Ein wichtiger Hinweis! Resilienz- Zitat

„Zwischen Reiz und Reaktion liegt ein Raum. In diesem Raum liegt unsere Macht zur Wahl unserer Reaktion. In unserer Reaktion liegen unsere Entwicklung und unsere Freiheit.“  – aber Moment mal, wer hat´s geschrieben?

Kennen Sie dieses Zitat? Es ist mittlerweile sehr gebräuchlich und auch ich habe es zielsicher Viktor E. Frankl (Begründer der Logotherapie und Existenzanalyse) zugeschrieben. Die Recherche zeigt jedoch, dass es von dem Autor Stephen R. Covey stammt.

Hierzu an dieser Stelle eine Erklärung – mit dem besten Dank an Daniel Röse, den Weg zu ihm und dem Viktor-Frankl-Zentrum in Wien für die Klarstellung.

Autor Stephen R. Covey

In der Kurzversion findet sich das Zitat „Zwischen Reiz und Reaktion hat der Mensch die Freiheit zu wählen.“ im Buch „Die 7 Wege der Effektivität“ (2004) von Stephen Covey.

Stephen Covey_Der Weg zum Wesentlichen22005 hat er im Vorwort zum Buch von Alex Pattakos „Gefangene unserer Gedanken“ beschrieben, wo er dieses Zitat gefunden hat: in den 1960er Jahren hat er Frankls Bücher gelesen und Jahre später hat er in einer Universitätsbibliothek in Hawaii in einem Buch eines unbekannten Autors die Bestätigung von Frankls Lehren gefunden hat.

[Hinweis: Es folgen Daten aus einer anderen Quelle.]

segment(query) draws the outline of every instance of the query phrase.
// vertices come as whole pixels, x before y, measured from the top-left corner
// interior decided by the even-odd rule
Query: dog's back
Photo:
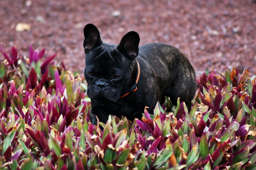
[[[186,56],[178,48],[160,43],[148,44],[139,49],[137,58],[148,64],[161,93],[170,97],[174,105],[179,97],[186,102],[191,101],[196,89],[196,76]],[[157,71],[160,68],[162,71]]]

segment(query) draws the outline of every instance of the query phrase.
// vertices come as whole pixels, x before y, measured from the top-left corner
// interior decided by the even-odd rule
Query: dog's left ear
[[[83,29],[84,40],[83,41],[83,47],[85,53],[100,46],[102,43],[99,30],[95,25],[88,24]]]
[[[125,34],[120,41],[117,49],[128,58],[134,60],[139,54],[140,36],[135,31],[130,31]]]

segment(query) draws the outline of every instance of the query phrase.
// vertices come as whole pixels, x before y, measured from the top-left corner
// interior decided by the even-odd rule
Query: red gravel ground
[[[160,42],[177,47],[197,74],[212,66],[220,71],[246,67],[256,74],[256,11],[252,0],[1,0],[0,42],[5,50],[15,46],[26,55],[30,44],[51,50],[68,69],[82,73],[83,29],[92,23],[106,42],[118,43],[134,30],[141,46]],[[16,31],[19,23],[31,29]]]

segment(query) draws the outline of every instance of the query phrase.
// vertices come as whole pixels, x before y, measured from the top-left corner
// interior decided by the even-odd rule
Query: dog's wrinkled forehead
[[[103,44],[86,54],[86,65],[107,71],[113,67],[120,66],[124,59],[120,55],[116,46]]]

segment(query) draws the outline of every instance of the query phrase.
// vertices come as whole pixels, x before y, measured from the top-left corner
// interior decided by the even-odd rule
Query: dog
[[[139,47],[135,31],[125,34],[118,44],[104,43],[91,24],[83,29],[86,55],[84,76],[91,98],[91,123],[106,123],[110,114],[129,120],[141,119],[145,106],[149,113],[158,101],[169,96],[191,103],[196,89],[195,70],[185,55],[164,44]]]

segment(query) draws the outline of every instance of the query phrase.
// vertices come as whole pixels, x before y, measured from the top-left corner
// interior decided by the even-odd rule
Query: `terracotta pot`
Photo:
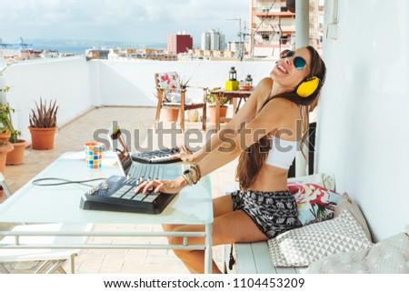
[[[176,122],[179,116],[179,108],[162,108],[161,119],[167,122]]]
[[[187,112],[189,122],[197,122],[199,120],[199,111],[197,109],[191,109]]]
[[[0,132],[0,146],[6,145],[8,143],[8,139],[10,139],[11,132]]]
[[[18,166],[23,164],[26,144],[27,142],[25,140],[18,140],[17,143],[13,143],[15,148],[7,153],[6,166]]]
[[[31,134],[31,146],[35,150],[49,150],[54,148],[55,127],[28,127]]]
[[[225,117],[227,116],[227,106],[220,106],[220,117]],[[206,116],[210,118],[210,123],[215,123],[215,106],[207,107]]]
[[[5,145],[0,146],[0,172],[4,173],[5,169],[5,159],[7,157],[7,153],[15,148],[13,144],[8,142]]]

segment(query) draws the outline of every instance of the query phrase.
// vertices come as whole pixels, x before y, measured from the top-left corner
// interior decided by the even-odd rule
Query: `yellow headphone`
[[[297,95],[301,97],[308,97],[312,94],[315,92],[315,90],[320,86],[320,78],[317,76],[312,76],[309,78],[306,78],[305,81],[303,81],[298,86],[295,92]]]

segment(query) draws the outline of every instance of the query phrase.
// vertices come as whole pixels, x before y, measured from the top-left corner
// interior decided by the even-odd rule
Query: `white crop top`
[[[295,157],[299,141],[283,140],[274,135],[270,135],[270,136],[273,140],[272,146],[268,152],[265,163],[272,166],[290,169]]]

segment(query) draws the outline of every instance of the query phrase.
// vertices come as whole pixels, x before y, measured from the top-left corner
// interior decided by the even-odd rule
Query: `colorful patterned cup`
[[[102,150],[104,144],[97,142],[89,142],[85,144],[85,161],[87,168],[101,168]]]

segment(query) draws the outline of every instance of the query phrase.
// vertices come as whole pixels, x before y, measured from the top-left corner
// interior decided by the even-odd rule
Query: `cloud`
[[[220,28],[230,38],[242,18],[248,24],[248,0],[0,0],[0,37],[105,38],[165,42],[185,30],[194,35]]]

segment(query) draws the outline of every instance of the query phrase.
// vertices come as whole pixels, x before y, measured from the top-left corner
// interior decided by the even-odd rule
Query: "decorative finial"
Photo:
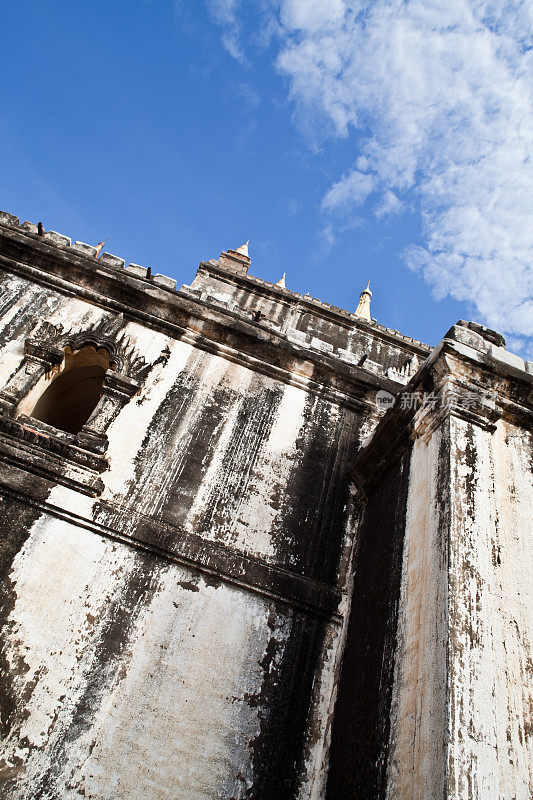
[[[372,292],[370,291],[370,281],[359,295],[359,304],[355,309],[355,316],[359,319],[364,319],[370,322],[370,300],[372,299]]]
[[[107,237],[107,239],[104,239],[103,242],[98,242],[98,244],[96,245],[96,258],[99,257],[99,255],[102,252],[103,248],[105,247],[105,243],[107,241],[109,241],[109,236]]]

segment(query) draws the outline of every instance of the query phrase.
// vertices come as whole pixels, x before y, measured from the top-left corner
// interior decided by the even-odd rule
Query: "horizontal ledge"
[[[17,469],[17,472],[19,470]],[[209,575],[223,583],[237,586],[254,594],[281,602],[314,617],[325,618],[341,624],[342,615],[338,606],[342,592],[336,587],[305,578],[276,567],[259,558],[239,553],[226,545],[202,539],[195,534],[182,531],[168,523],[142,517],[120,509],[122,518],[128,517],[128,527],[134,533],[125,533],[103,522],[89,520],[46,500],[35,499],[35,475],[25,475],[18,486],[13,486],[16,476],[13,466],[5,472],[0,464],[0,491],[19,501],[38,508],[43,513],[70,522],[122,544],[143,550],[167,561],[181,564],[189,569]],[[39,480],[39,478],[37,478]],[[22,483],[22,487],[20,484]],[[47,483],[49,483],[47,481]],[[96,514],[109,511],[115,518],[119,509],[113,504],[97,501]]]

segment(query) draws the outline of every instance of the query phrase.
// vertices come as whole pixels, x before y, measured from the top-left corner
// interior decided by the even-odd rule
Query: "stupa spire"
[[[359,295],[359,303],[357,308],[355,309],[355,316],[359,317],[359,319],[364,319],[367,322],[370,322],[370,301],[372,299],[372,292],[370,291],[370,281],[368,281],[366,285],[366,289],[363,289],[361,294]]]

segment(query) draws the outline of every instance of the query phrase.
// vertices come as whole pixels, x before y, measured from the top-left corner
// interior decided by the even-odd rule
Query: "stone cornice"
[[[16,465],[14,465],[16,466]],[[44,477],[44,476],[43,476]],[[36,484],[36,480],[38,483]],[[40,481],[42,480],[42,485]],[[24,469],[7,469],[0,460],[0,491],[41,509],[56,518],[64,519],[77,528],[151,553],[155,557],[183,565],[229,585],[282,602],[297,611],[341,624],[339,603],[342,591],[290,572],[260,558],[233,550],[219,542],[211,542],[152,517],[134,513],[122,506],[97,501],[96,519],[54,505],[42,496],[47,480],[29,475]],[[111,527],[104,520],[121,520],[121,528]]]
[[[408,400],[402,407],[403,396]],[[353,472],[356,488],[364,494],[414,439],[427,440],[450,416],[490,432],[501,418],[531,429],[533,375],[497,358],[488,346],[480,350],[456,338],[443,339],[360,449]]]
[[[377,322],[365,322],[357,318],[355,314],[343,308],[332,306],[330,303],[326,303],[323,300],[317,300],[314,297],[302,295],[299,292],[283,289],[276,286],[275,283],[270,283],[262,278],[256,278],[254,275],[237,275],[233,272],[228,272],[224,267],[220,267],[216,261],[202,261],[198,267],[198,271],[213,273],[222,280],[246,289],[249,292],[275,298],[277,302],[284,303],[289,308],[298,306],[302,311],[328,319],[340,327],[345,327],[347,330],[358,328],[382,342],[401,347],[410,353],[416,353],[417,356],[421,356],[423,359],[431,352],[431,347],[424,344],[424,342],[419,342],[410,336],[404,336],[398,331],[393,331]]]
[[[398,383],[321,353],[303,350],[271,328],[207,306],[125,270],[106,267],[68,248],[0,226],[0,268],[70,296],[123,313],[176,339],[300,386],[332,402],[375,410],[378,389]]]

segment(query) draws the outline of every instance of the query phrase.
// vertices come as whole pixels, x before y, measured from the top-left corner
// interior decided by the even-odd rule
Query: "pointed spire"
[[[370,281],[359,295],[359,304],[355,309],[355,316],[359,319],[364,319],[370,322],[370,300],[372,299],[372,292],[370,291]]]
[[[96,245],[96,247],[95,247],[95,250],[96,250],[96,258],[98,258],[98,256],[100,255],[100,253],[102,252],[102,250],[103,250],[103,249],[104,249],[104,247],[105,247],[105,243],[106,243],[108,240],[109,240],[109,236],[107,237],[107,239],[104,239],[104,241],[103,241],[103,242],[98,242],[98,244],[97,244],[97,245]]]

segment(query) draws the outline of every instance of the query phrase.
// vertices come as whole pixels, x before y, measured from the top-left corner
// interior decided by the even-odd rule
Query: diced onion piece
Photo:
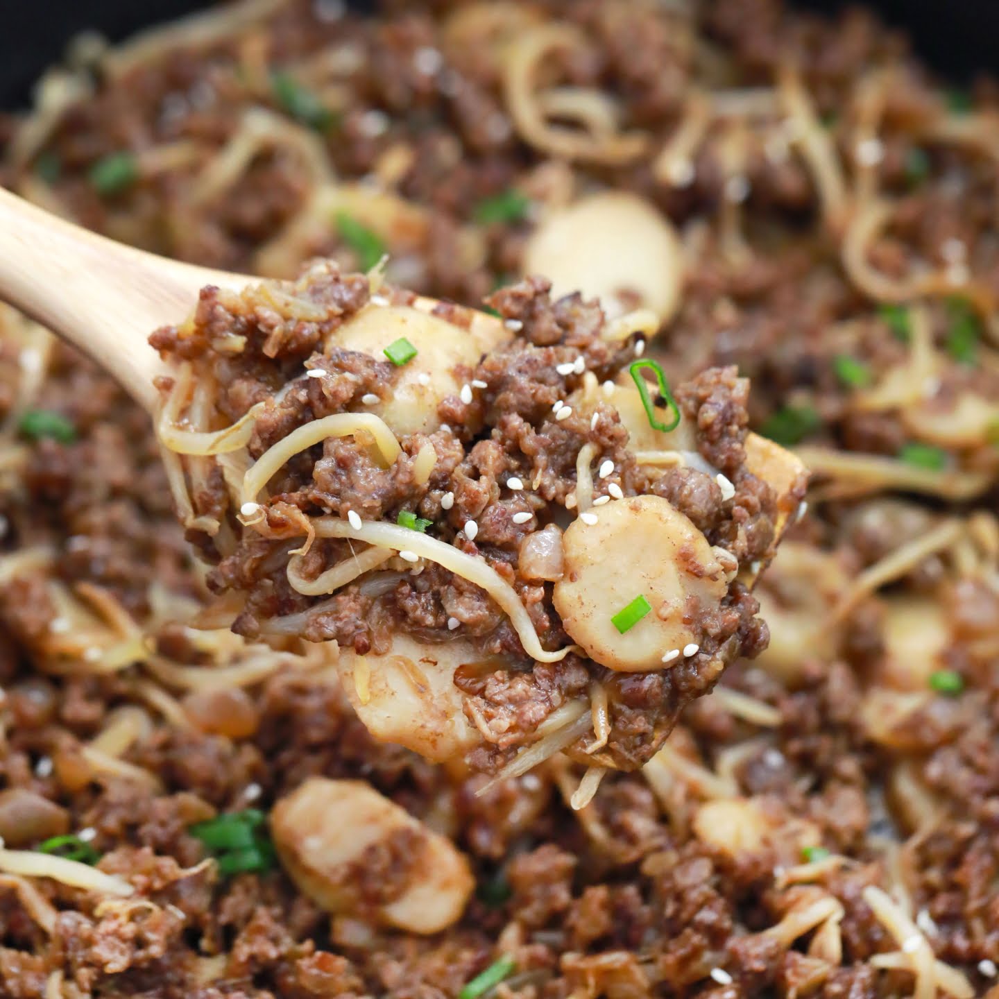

Das Zitat des unbekannten Autors lautet: „Zwischen Reiz und Reaktion liegt ein Hiatus. In diesem Hiatus liegt unsere Freiheit, weil er uns ermöglicht, uns für eine Reaktion zu entscheiden. Mit unserer Reaktion beeinflussen wir unser Wachstum und unser Glück.“ Hiatus kann hier aus der Medizin kommend als Öffnung, bzw. Spalt verstanden werden.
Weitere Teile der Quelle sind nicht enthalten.